A noiva, Milena Jorge Miguel, acompanhada de famíliares à chegada à casa do noivo
Fotografia: Pedro Fiawana

A honra, a dignidade e o relacionamento entre as famílias facilitava a aproximação de pais ou tutores do pretendente à família da jovem amada, longe das brincadeiras de infância, terminadas de forma precoce, por altura da passagem pela circuncisão e transcorrido o primeiro ciclo menstrual.
O sucesso do diálogo visava a efectivação do noivado, uma espécie de namoro com compromisso de casamento, que obrigava à parte solicitante a entrega de um tributo, o alembamento, traduzido num prato e uma enxada.
Marcada a data para o casamento, as duas famílias barravam as caras dos noivos com terra vermelha, húmida, em rituais separados, para proteger o casal de forças maléficas, selando a cerimónia do noivado.

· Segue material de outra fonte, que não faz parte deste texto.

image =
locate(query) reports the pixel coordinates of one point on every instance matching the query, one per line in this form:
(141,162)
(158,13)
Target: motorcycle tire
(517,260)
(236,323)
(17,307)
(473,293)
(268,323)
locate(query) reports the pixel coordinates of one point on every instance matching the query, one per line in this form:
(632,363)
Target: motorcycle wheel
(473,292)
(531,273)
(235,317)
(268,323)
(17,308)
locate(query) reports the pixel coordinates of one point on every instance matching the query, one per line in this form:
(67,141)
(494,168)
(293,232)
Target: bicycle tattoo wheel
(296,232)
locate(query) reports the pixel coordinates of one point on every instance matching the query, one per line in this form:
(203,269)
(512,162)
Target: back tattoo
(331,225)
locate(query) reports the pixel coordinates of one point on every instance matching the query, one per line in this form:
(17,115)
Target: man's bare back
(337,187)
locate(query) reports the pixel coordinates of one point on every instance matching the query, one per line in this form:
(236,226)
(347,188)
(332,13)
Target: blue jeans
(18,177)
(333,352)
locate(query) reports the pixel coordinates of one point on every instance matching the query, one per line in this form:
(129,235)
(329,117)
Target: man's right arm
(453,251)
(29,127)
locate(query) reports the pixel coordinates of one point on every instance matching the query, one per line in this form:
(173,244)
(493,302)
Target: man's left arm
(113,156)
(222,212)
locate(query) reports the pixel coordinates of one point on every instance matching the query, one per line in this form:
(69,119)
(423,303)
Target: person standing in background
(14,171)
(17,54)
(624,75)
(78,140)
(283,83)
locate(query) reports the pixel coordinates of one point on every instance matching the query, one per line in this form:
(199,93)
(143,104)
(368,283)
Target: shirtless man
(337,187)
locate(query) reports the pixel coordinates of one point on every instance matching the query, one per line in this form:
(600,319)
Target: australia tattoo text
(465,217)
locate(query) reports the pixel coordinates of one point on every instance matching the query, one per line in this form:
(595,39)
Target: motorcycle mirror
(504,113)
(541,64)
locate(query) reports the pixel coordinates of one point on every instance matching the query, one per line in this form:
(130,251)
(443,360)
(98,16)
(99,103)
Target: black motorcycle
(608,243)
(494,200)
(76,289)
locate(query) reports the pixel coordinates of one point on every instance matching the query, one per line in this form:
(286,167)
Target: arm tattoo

Levada às costas por uma tia, para a casa do noivo, com a parte superior do corpo coberta por missangas e um pano na parte inferior, a noiva, com um rabo de boi numa das mãos, caminha protegida por um guarda-sol, rodeada por membros da sua família, levando uma enxada e um prato.
Um palhaço encabeçava a marcha, alternando a corrida com danças e gestos que atraíam a atenção dos transeuntes, além de anunciar a chegada da nubente e familiares à casa do noivo.
A recepção da delegação decorria num ambiente de festa, cuja duração dependia das possibilidades económicas dos organizadores.
 O cenário é dominado por música e dança, com garantia de alimentos e bebidas. A festa culmina na casa dos recém casados. Os familiares da jovem casada prepararam um enxoval representado por louça, recipientes para água e alimentos para suportar os primeiros sete dias do casal.
No fim dos sete dias é autorizado o regresso provisório da esposa à casa paterna antes de assumir as lides domésticas, efectivado o regresso definitivo à sua nova casa.
 
Expectativas de procriação

Durante dois anos as famílias aguardam por uma gravidez da     jovem casada. A ausência de qualquer indício obriga à procura de um curandeiro para analisar a situação e submeter a parte afectada (marido ou mulher) a tratamento.
Um toque manual à boca do útero para detectar anomalias do seu posicionamento marca o inicio de uma observação minuciosa do quimbanda à jovem, antes do tratamento efectivo, durante quatro dias, via de regra, à base de infusão de folhas de plantas medicinais.
 No caso de suspeita de anomalia no homem, o esperma resultante de uma masturbação forçada é colocado num pano preto, fazendo a vez de uma lâmina de laboratório. É então feito o teste de vitalidade, por pessoas de reconhecida experiência, por sucessos em vários tratamentos feitos a pessoas com problemas do género.
 O temor pelo provável insucesso no tratamento à jovem esposa, preocupa o seu irmão mais velho, porque pode ditar que seja devolvida aos pais, por familiares do marido, comprovada a sua esterilidade irreversível.
 De acordo com o historiador Américo Samutunga, a opção pela poligamia minimizava a situação. Nestas circunstâncias “o número de esposas assumidas dependia das possibilidades do marido que tinha a obrigação de efectivar a igualdade de tratamento entre ambas”.
O feitiço que cada uma possuía, longe de constituir ameaças a inocentes, visava a protecção dos lares. Américo Samutunga referiu que a esterilidade masculina tinha atenuantes. “A continuidade do casamento dependia da vontade e consideração da família da esposa, expectante num milagre” para inverter o quadro.
Tais princípios, segundo o historiador, modelaram a forma de ser e estar das comunidades.  As influências extra-regionais a partir de 1975, alteraram hábitos e costumes vigentes nos distintos domínios da vida social dos Lunda Tchokwé.
O rei Mwene Mwatxissengue Watembo, casado há mais de 50 anos no sistema tradicional, condena a perda de originalidade em várias famílias lundas, reféns da ganância em detrimento da honra e dignidade, convertendo os pedidos de casamento feitos às filhas como oportunidade para enriquecimento.
“A perda destes e outros valores da cultura na região, acentuou a ocorrência de mortes jamais notificadas no passado”, sublinhou, convicto o rei Mwene Mwatxissengue Watembo.
O soberano nota que após o casamento, os nubentes tinham quatro dias para a lua-de-mel. Uma bacia de fuba, galinha trazida pela família da noiva, para provar os seus dotes na cozinha, e autorizar da posse da casa, marcavam a última confraternização na etapa depois do casamento.